When a couple is struggling to conceive, it’s the woman who is usually the first — and often the only one — to be poked, prodded and analyzed, experts say. The burden of figuring out infertility is too often placed on the woman alone.

“Unfortunately, the majority of society looks at infertility as a women’s issue, but that’s just not the case,” said Brad Imler, American Pregnancy Association president.

Placed among dozens of pregnancy, ovulation and female fertility kits, an at-home sperm test that hit retail shelves in April could help change that mentality, experts said. SpermCheck Fertility, which determines in minutes whether a man’s sperm count is low, offers almost instant insight into one of the many aspects of male fertility. Although it’s not a comprehensive evaluation and could give some consumers a false sense of security, the test does provide a starting point while drawing attention to male infertility as a legitimate health concern.

“It may provide (an opportunity for) both physicians and couples to take a closer look at ways for men to step up to the plate and optimise their reproductive potential,” said Dr. Robert Brannigan, urologist at Northwestern University Feinberg School of Medicine. “I think anything that highlights the fact that men can have issues, that men do play a role in infertility, is important.”

Approximately 15 percent of U.S. couples of reproductive age who are trying to conceive face infertility issues, said Brannigan, an expert in male fertility. Male infertility contributes to 50 percent of those cases, he said. Male infertility alone is the cause 30 percent of the time; a combination of male and female factors account for the other 20 percent.

SpermCheck Fertility is designed to help couples determine more quickly whether male infertility might be a problem for them, said Ray Lopez, CEO of SpermCheck, based in Charlottesville, Va. Many men put off having a semen analysis because they don’t want to provide a sample in a doctor’s office or lab, he said. “No one wants to go through the embarrassment of jumping in that room and looking at dirty magazines,” Lopez said.

Giving men the opportunity to take a test in the privacy of their home helps get the process moving, he said.

Men tend to think they’re perfectly healthy, especially when it comes to their sexuality, APA’s Imler said. This test, which is noninvasive, could be wake-up call for some. “If there is a problem with him, it’s identified a little quicker,” Imler said. “We love the idea of avoiding that heartache of that month to month struggle of trying to conceive without success.”

SpermCheck Fertility is the only FDA-approved home sperm test currently on the market and available in retail stores, Lopez said. The test costs about $40; the average cost of a semen analysis in a doctor’s office is about $100. At-home sperm tests are a fairly new idea, Imler said, but SpermCheck Fertility is not the first one. Four years ago an FDA-approved home test called Fertell, which is no longer for sale, offered an evaluation of both male and female fertility.

There are also several at-home sperm analysis kits available online. They each include a microscope and cost at least $80. Although it’s not the first ever at-home test, SpermCheck Fertility is the first one to use the lateral flow assay method, Lopez said. When the semen sample is applied to the test strip, the liquid works its way up the paper until it reaches the results window. “It’s very, very similar to a pregnancy test,” Lopez said. “The concept behind our test is to keep it simple, user friendly.”

For Brittany Scott, a Cortland resident whose husband took the SpermCheck Fertility test, however, it seemed a little more complicated than a pregnancy test. Scott said she was surprised by the number of steps involved, although none were very difficult. Scott, a “mommy blogger” who requested and received a free test to review, said she wanted her husband to take the test to see if a recent vasectomy had worked. The result showed that the father of four’s sperm count was below the test’s threshold.

“It was blatantly negative.

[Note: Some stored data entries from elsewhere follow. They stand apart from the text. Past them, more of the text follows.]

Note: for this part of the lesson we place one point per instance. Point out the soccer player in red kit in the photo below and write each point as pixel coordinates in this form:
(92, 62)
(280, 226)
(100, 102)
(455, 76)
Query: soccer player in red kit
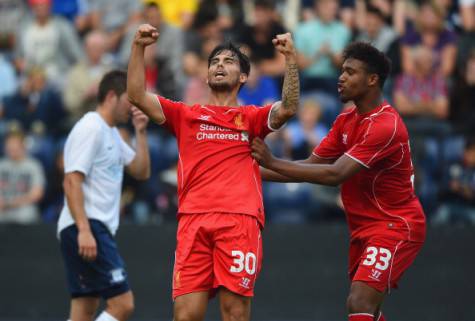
(220, 215)
(367, 152)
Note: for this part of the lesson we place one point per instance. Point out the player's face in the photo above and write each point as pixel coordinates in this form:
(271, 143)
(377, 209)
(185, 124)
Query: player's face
(122, 109)
(224, 72)
(353, 82)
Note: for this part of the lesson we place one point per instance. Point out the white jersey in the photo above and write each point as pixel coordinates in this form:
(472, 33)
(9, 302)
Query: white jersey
(98, 151)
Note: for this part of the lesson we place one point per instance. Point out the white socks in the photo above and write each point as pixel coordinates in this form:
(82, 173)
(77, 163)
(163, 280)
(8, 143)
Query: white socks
(104, 316)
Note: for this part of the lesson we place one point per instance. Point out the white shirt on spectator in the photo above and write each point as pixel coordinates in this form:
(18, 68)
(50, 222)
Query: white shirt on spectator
(98, 151)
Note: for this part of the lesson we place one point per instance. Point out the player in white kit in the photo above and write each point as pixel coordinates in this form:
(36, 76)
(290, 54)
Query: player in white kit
(94, 158)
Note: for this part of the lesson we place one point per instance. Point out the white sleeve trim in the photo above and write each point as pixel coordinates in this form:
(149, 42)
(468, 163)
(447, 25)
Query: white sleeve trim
(356, 160)
(75, 168)
(268, 118)
(315, 154)
(163, 112)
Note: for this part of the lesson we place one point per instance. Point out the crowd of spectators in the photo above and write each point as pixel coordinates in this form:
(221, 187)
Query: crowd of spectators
(53, 53)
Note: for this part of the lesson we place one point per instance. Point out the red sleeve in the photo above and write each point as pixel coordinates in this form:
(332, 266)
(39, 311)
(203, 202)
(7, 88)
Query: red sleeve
(259, 120)
(331, 146)
(173, 112)
(377, 142)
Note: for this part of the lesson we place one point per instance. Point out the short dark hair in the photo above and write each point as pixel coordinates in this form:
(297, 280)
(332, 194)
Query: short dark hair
(264, 4)
(244, 63)
(115, 80)
(376, 61)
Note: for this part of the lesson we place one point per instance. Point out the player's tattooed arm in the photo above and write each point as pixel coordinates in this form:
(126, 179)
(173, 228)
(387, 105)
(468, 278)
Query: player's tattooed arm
(137, 94)
(291, 88)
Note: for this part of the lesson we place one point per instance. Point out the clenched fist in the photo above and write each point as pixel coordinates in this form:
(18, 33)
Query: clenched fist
(285, 45)
(146, 35)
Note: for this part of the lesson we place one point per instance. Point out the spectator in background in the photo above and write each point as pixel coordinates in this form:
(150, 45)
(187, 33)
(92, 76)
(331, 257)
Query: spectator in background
(36, 105)
(47, 41)
(76, 11)
(301, 136)
(431, 32)
(319, 43)
(422, 93)
(12, 12)
(466, 44)
(179, 14)
(114, 18)
(22, 183)
(258, 38)
(8, 78)
(394, 12)
(467, 14)
(168, 70)
(376, 31)
(230, 15)
(83, 78)
(259, 89)
(462, 102)
(458, 198)
(205, 29)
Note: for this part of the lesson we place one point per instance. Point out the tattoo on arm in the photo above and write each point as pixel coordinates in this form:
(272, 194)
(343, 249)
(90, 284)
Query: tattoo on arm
(290, 97)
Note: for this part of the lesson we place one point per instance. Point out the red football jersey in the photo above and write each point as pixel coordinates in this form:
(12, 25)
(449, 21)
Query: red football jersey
(216, 172)
(380, 199)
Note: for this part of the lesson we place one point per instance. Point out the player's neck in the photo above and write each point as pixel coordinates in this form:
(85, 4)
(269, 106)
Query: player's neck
(223, 99)
(368, 103)
(106, 115)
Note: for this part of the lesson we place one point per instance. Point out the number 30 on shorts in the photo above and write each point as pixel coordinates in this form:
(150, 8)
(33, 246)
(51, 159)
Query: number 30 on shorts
(380, 256)
(243, 261)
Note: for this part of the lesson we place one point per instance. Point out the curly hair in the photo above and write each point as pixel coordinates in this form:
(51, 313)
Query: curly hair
(376, 61)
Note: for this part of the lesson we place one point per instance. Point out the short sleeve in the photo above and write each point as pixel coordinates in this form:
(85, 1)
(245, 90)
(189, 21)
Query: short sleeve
(377, 142)
(81, 148)
(260, 120)
(331, 145)
(173, 112)
(127, 153)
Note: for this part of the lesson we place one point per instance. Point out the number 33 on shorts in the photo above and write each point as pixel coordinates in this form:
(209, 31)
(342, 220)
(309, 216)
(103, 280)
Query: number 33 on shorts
(377, 256)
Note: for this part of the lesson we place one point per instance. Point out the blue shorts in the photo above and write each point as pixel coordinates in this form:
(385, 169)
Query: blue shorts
(105, 276)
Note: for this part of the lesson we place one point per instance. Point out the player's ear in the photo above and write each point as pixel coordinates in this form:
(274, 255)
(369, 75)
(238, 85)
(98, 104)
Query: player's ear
(373, 80)
(243, 78)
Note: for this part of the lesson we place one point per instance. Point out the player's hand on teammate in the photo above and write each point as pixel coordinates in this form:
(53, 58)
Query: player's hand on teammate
(146, 35)
(139, 119)
(285, 45)
(87, 245)
(261, 152)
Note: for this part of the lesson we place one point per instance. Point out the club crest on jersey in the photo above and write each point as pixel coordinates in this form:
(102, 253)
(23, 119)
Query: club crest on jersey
(117, 275)
(345, 139)
(238, 121)
(244, 136)
(204, 117)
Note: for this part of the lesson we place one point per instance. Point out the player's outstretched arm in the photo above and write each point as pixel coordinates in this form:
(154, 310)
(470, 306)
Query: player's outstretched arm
(73, 190)
(325, 174)
(138, 96)
(272, 176)
(139, 168)
(287, 108)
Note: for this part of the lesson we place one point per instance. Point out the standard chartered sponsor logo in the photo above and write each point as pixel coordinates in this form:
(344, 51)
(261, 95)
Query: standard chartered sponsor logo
(211, 132)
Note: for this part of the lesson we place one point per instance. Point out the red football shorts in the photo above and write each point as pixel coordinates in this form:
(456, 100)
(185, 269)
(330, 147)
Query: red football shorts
(380, 262)
(217, 249)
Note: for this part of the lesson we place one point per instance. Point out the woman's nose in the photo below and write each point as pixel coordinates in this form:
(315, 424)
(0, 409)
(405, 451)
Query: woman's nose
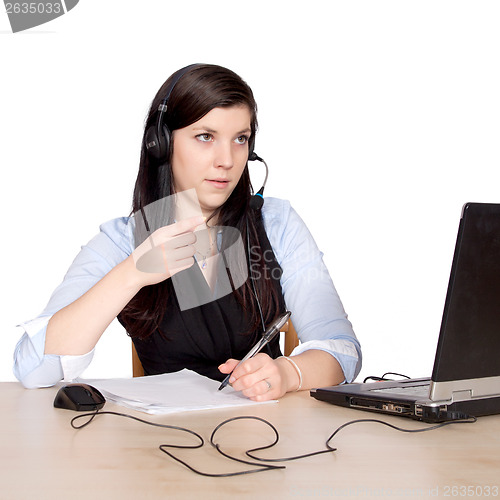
(224, 156)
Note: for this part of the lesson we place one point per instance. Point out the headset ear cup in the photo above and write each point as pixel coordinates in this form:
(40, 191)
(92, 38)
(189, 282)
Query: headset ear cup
(165, 143)
(157, 146)
(151, 142)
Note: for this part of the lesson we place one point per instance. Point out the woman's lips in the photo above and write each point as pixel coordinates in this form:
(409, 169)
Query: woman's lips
(218, 183)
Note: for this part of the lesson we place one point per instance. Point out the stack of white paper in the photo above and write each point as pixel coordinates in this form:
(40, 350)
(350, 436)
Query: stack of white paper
(170, 393)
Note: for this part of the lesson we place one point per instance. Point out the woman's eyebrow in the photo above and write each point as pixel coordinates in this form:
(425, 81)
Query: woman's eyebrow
(209, 130)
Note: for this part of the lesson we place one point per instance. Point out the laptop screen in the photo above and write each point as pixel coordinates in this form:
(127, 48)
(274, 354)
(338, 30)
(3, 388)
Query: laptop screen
(469, 341)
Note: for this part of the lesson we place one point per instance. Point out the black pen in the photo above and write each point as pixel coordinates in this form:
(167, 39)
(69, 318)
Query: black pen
(269, 334)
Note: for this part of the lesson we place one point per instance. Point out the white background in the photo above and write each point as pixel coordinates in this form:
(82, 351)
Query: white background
(378, 120)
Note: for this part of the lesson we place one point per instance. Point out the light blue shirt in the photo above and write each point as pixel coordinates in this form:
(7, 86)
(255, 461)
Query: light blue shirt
(317, 312)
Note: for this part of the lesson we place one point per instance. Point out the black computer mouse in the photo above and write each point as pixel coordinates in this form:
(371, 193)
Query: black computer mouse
(79, 397)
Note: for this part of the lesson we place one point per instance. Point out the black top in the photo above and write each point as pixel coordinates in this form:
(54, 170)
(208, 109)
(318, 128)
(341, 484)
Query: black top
(203, 337)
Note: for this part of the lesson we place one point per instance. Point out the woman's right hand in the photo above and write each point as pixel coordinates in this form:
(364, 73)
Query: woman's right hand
(165, 252)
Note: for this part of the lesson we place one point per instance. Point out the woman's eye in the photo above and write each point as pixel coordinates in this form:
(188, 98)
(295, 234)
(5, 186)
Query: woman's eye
(204, 137)
(242, 139)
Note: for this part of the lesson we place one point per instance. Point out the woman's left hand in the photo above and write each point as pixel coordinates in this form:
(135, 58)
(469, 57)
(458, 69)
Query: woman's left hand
(260, 378)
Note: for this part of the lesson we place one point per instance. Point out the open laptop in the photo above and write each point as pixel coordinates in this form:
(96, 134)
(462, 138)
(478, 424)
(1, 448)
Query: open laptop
(466, 375)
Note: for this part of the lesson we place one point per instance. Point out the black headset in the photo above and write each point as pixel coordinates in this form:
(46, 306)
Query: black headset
(157, 139)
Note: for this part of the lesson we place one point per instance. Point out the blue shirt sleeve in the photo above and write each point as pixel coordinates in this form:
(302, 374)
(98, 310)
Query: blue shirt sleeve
(108, 248)
(317, 312)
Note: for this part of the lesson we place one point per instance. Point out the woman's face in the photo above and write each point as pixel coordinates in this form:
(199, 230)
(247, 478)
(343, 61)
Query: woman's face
(210, 155)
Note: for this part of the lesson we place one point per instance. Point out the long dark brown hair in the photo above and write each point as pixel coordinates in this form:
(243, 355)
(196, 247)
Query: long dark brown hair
(199, 90)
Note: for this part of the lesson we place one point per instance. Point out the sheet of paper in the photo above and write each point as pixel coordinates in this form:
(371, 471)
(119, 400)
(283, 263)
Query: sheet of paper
(170, 393)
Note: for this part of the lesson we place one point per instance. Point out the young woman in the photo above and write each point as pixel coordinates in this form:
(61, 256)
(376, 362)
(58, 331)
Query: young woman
(198, 136)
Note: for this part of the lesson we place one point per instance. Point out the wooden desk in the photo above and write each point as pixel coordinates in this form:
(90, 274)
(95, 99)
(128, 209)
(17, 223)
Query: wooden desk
(42, 457)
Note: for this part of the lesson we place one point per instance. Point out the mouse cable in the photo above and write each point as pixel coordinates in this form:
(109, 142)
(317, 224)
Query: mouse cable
(260, 466)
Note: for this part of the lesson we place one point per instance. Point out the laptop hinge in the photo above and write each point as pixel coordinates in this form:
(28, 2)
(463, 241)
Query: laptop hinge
(461, 395)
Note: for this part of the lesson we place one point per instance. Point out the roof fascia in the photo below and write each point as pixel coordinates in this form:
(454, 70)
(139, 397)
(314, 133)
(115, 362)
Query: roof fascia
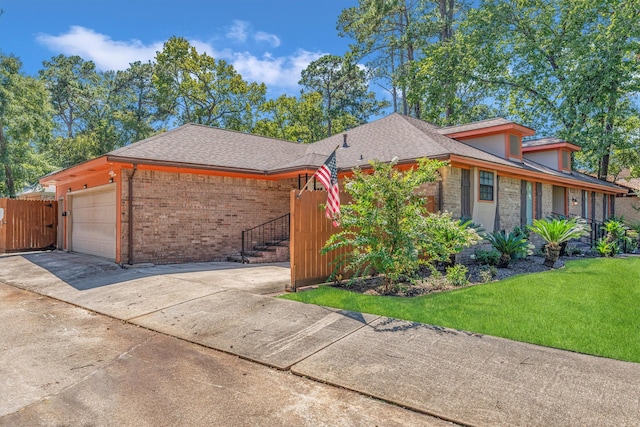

I was really glad that the test was not ambiguous at all,” she said. “There was no line I could mistake.” Scott said she wished the test had been available when the couple was struggling to conceive their first child. After about 11 months of trying, she had pushed her husband to get a semen analysis from a doctor.

“If this test had been around back then, he would have definitely been more willing to do it” than the semen analysis, she said.

(Also available is a more sensitive product called SpermCheck Vasectomy, which indicates whether a man’s sperm count is above or below 250,000 sperm per milliliter.)